I woke up in my bedroom to the morning after my dream — it seemed like one, for no time had passed, nor is there any indication of my journey besides the fatigue in my bones.

When I walked into the kitchen, I found my mother sitting there, her eyes haunted. Then, I was in her embrace. She wept and told me of her dream: that I was swept away to another world, that she’d lost me. I told her that she would never lose me. She told me that I could study anything if it meant that she wouldn’t lose me. I didn’t know how to comfort her because that dream was true.

This was his gift to me: even though I ruined his dream, he still gave me mine. 

____________________________________________________________________________

Years later, I was at an art auction. I found my home in art, but a tiny piece of him took roots in me, growing and growing until I was chock full with the flowers of missing him. Repeatedly I painted his blue silhouette: his head upturned in New York snow, his gait light on a seaside Croatian street, his face dark against a cold London night. The piece beside me was of him in the Hulunbuir, infinite against the brushstrokes of grass, crowned by a halo, his skin reflecting the sky.

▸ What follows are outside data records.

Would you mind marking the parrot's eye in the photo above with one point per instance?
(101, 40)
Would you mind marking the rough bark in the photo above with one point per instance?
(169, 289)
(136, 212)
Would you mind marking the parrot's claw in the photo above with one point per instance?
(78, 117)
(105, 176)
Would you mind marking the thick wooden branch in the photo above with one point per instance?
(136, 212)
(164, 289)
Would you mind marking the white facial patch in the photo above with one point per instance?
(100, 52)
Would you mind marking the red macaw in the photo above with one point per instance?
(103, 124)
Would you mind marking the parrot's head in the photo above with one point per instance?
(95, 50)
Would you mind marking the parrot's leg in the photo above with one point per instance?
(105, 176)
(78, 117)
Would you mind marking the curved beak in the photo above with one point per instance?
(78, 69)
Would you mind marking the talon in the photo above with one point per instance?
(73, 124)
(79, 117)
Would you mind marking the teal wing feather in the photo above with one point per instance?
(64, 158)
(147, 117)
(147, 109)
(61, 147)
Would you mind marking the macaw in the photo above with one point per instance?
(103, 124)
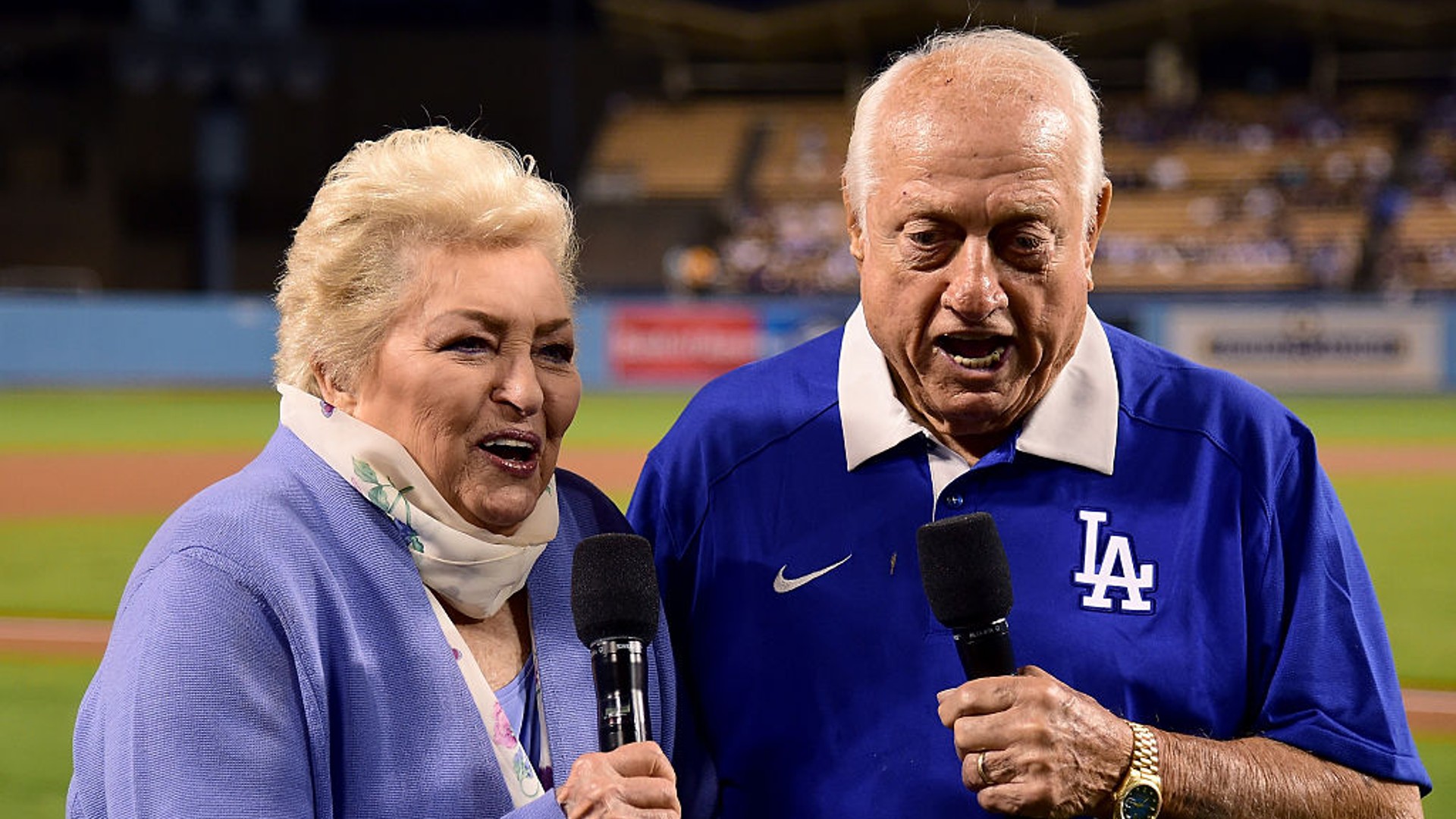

I listened halfheartedly to the auction. A hundred thousand. Two hundred thousand. 

“Eight hundred thousand! Thank you, sir! At eight hundred thousand, going once, going twice, and—”

“Two million.” Heads turned to the voice at the back.

The bidder was a man wearing a Victorian tailcoat, a top hat, and a bright smile. In his hands was a bouquet of yellow flowers as sunny as his smile. I knew the flowers to be extinct since the 1st Century B.C.E.

His skin wasn’t blue, but I would recognize that smile from anywhere. 

This time, I would rip the loneliness from his Mona Lisa smile and fill the gap with promises of home, home, home.


The author's comments:

This piece was originally written for a local contest, but it was never entered (I wanted to save it for publishing). More or less, the unnamed male narrator inherited my teenage escapism, and my artistic dreams.